Die Wuppertaler Stadtwerke beziehen die Fernwärme vor allem aus der Abwärme einer Müllverbrennung. In der Formel spielt das aber keine Rolle, diese bezieht sich alleine auf einen Gaspreisindex - und dort sind die Preise gerade zum Jahreswechsel stark gestiegen. Die Wuppertaler Stadtwerke begründen das damit, dass sie Dampf von den Abfallbetrieben einkaufen und sich der Preis dafür ebenfalls nach dem Gaspreis richte. Außerdem müssen Versorger in ihrer Preisklausel nicht nur die eigenen Kosten, sondern ähnlich gewichtet auch insgesamt die Wärmepreise in Deutschland einbeziehen. Dabei orientieren sich die WSW ebenfalls nur am Gasmarkt.

Nun ist es so, dass Kunden der Wuppertaler Stadtwerke für den Großteil ihres Verbrauchs nicht den vollen Arbeitspreis von etwas mehr als 46 Cent zahlen, sondern nur 9,5 Cent - schließlich gilt die Energiepreisbremse. Der Staat zahlt den Versorgern die Differenz aus, in dem Fall sind das etwa 36,5 Cent pro kWh. Der Verdacht des Subventionsbetrugs kommt dann auf, wenn Versorger Staatsgeld kassieren, das ihnen möglicherweise nicht zusteht, zum Beispiel weil sie die Preise ungerechtfertigt erhöht haben.

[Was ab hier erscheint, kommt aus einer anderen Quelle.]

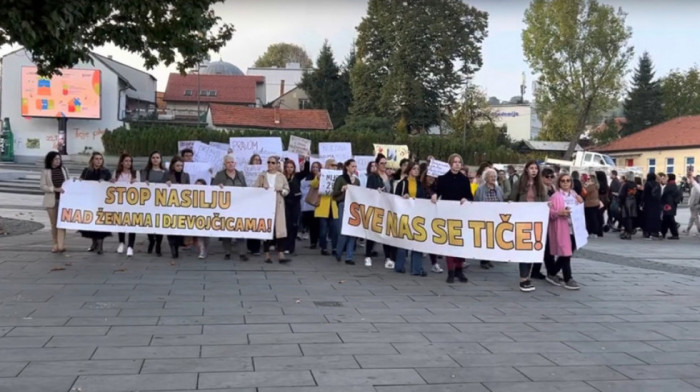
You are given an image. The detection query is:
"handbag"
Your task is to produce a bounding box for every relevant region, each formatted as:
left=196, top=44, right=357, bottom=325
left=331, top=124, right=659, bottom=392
left=304, top=188, right=321, bottom=207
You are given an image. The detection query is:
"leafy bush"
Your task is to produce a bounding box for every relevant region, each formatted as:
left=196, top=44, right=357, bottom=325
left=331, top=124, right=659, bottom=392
left=102, top=125, right=520, bottom=165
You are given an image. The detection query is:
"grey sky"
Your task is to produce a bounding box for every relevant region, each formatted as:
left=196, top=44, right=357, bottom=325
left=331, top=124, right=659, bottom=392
left=0, top=0, right=700, bottom=100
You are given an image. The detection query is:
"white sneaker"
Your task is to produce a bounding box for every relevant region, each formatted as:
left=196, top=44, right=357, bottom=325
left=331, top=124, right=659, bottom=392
left=384, top=259, right=394, bottom=269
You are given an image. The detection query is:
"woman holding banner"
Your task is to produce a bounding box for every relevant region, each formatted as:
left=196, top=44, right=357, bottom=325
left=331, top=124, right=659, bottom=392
left=39, top=151, right=70, bottom=253
left=547, top=174, right=583, bottom=290
left=139, top=151, right=167, bottom=256
left=255, top=156, right=292, bottom=263
left=165, top=155, right=190, bottom=259
left=510, top=161, right=547, bottom=292
left=80, top=151, right=112, bottom=255
left=394, top=162, right=428, bottom=276
left=333, top=159, right=360, bottom=265
left=430, top=154, right=474, bottom=283
left=311, top=158, right=338, bottom=256
left=211, top=154, right=249, bottom=261
left=365, top=153, right=396, bottom=269
left=111, top=153, right=141, bottom=257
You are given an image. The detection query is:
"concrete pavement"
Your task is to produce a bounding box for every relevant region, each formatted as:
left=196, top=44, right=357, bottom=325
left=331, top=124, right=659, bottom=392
left=0, top=195, right=700, bottom=392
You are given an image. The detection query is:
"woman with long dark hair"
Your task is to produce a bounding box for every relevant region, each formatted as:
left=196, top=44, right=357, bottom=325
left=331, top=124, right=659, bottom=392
left=139, top=151, right=168, bottom=256
left=510, top=161, right=547, bottom=292
left=111, top=153, right=141, bottom=257
left=80, top=151, right=112, bottom=255
left=39, top=151, right=70, bottom=253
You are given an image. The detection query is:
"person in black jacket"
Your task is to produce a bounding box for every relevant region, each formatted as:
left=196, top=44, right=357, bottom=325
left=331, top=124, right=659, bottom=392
left=661, top=173, right=683, bottom=240
left=430, top=154, right=474, bottom=283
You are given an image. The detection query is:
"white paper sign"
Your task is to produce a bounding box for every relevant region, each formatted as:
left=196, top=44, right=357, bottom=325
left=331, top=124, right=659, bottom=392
left=177, top=140, right=196, bottom=154
left=569, top=203, right=588, bottom=249
left=192, top=142, right=226, bottom=173
left=229, top=137, right=284, bottom=163
left=318, top=169, right=343, bottom=195
left=287, top=135, right=311, bottom=156
left=318, top=142, right=352, bottom=162
left=182, top=162, right=215, bottom=185
left=341, top=186, right=549, bottom=263
left=428, top=159, right=450, bottom=178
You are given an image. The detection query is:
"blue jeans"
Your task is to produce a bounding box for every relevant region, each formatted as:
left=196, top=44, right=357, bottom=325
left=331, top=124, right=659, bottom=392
left=335, top=203, right=355, bottom=260
left=318, top=214, right=338, bottom=250
left=394, top=248, right=423, bottom=275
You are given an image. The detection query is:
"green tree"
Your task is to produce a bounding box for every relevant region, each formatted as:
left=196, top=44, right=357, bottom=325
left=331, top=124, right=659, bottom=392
left=621, top=52, right=663, bottom=136
left=522, top=0, right=633, bottom=159
left=661, top=67, right=700, bottom=120
left=350, top=0, right=487, bottom=130
left=0, top=0, right=234, bottom=76
left=299, top=41, right=352, bottom=128
left=254, top=42, right=313, bottom=68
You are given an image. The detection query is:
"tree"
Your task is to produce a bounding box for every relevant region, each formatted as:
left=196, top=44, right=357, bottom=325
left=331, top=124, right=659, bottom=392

Die Fernwärmepreise in Wuppertal sind kein Einzelfall, auch andere Versorger haben stark erhöht. Die Verbraucherzentrale etwa prüft eine Musterklage gegen Eon, weil sie glaubt, dass die Preiserhöhungen nicht rechtens sind und sucht betroffene Kunden.

Wer eine Gasheizung nutzt, kann zu einem günstigeren Anbieter wechseln, es herrscht Konkurrenz. Fernwärme-Kunden dagegen haben diese Möglichkeit nicht, die Versorger sind in ihrer Region Monopolisten und beliefern Kunden, die in ihren Miet- oder Eigentumswohnungen keine alternative Wärmeversorgung haben. Fernwärme hat aber auch große Vorteile: Nicht jedes Haus braucht eine eigene teure Heizung, sondern nutzt die Abwärme aus einem Kraftwerk, die sowieso entsteht. Das ist klimafreundlich und eignet sich in Städten besonders gut.

Anmerkung der Redaktion: Gemäß Presseerklärung vom 27.07.2023 hat die Staatsanwaltschaft Wuppertal nach intensiven Vorermittlungen die Einleitung eines förmlichen Ermittlungsverfahrens abgelehnt. Zureichende tatsächliche Anhaltspunkte für etwaig begangene Straftaten (etwa gewerbsmäßiger Betrug, Subventionsbetrug oder Wucher) lagen laut der Pressemitteilung nicht vor. Die Staatsanwaltschaft betonte, Gegenstand ihrer Prüfung sei allein gewesen, ob ein strafrechtliches Ermittlungsverfahren einzuleiten war. Ob die berechneten Fernwärmepreise angemessen sind, war von ihr nicht zu entscheiden."